Intracellular Fe measurements. Determination of intracellular Fe concentration through inductively coupled plasma mass spectrometry (ICP-MS) with a PerkinElmer Optima 2000DV spectrometer. Cells treated with various IONPs were washed with sterile PBS to remove the excess particles and were then digested by boiling in ultrapure HNO3 for 1 hour before sending off for ICP analysis.
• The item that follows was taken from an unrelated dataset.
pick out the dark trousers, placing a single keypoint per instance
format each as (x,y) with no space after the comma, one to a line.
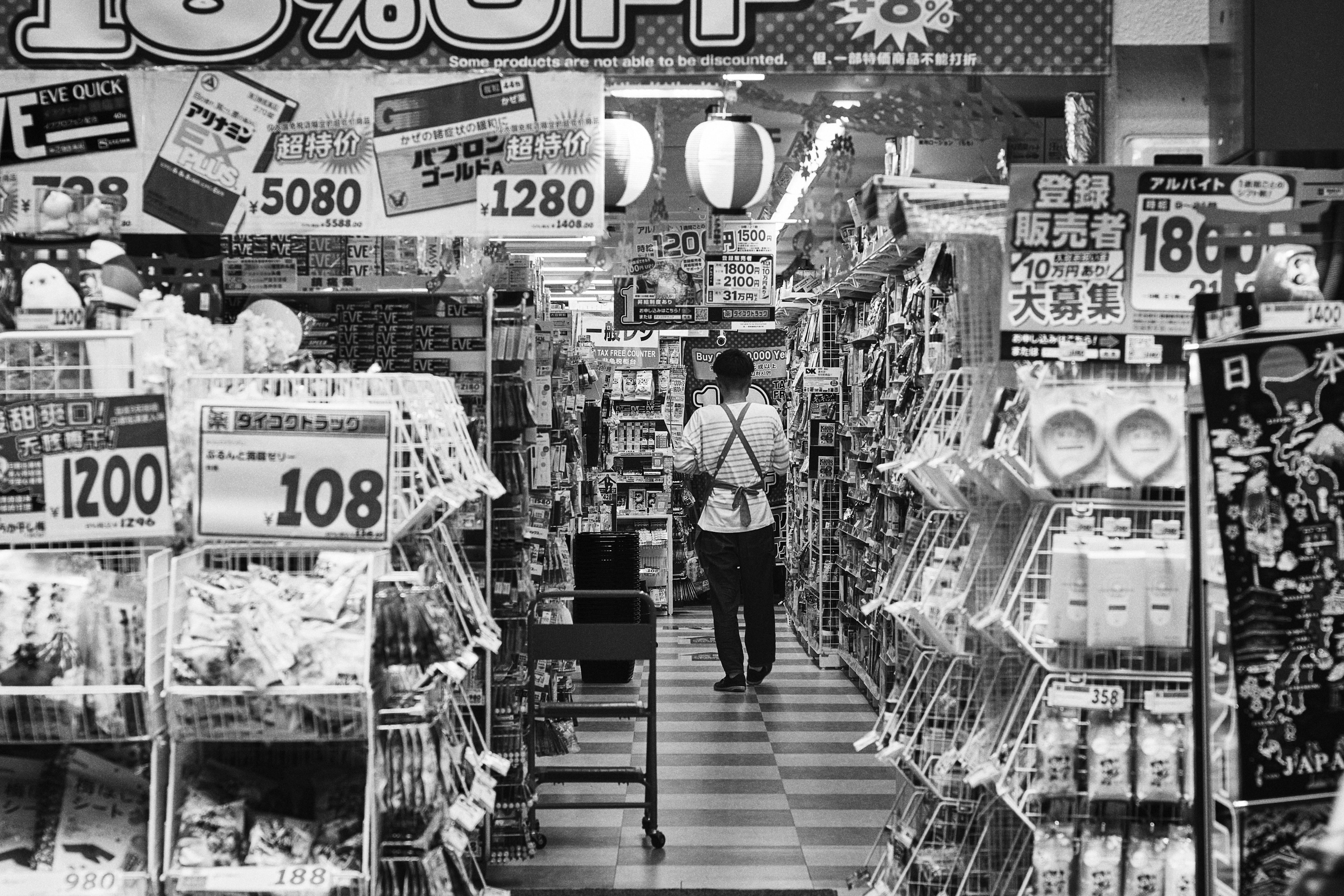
(741,570)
Visualization of caspase 1 activation. Caspase 1 activation was visualized by FAM-FLICA Caspase-1 Assays kit. Cells were seeded into plates, followed by treatment with different shape of IONPs. The supernatants were removed and used PBS for wash cell 3 times then stained with FAM-YVAD-FMK (green), Propidium iodide (red) and Hoechst (blue). After washing off the excess dyes with sterile PBS, cells were visualized under fluorescent microscope.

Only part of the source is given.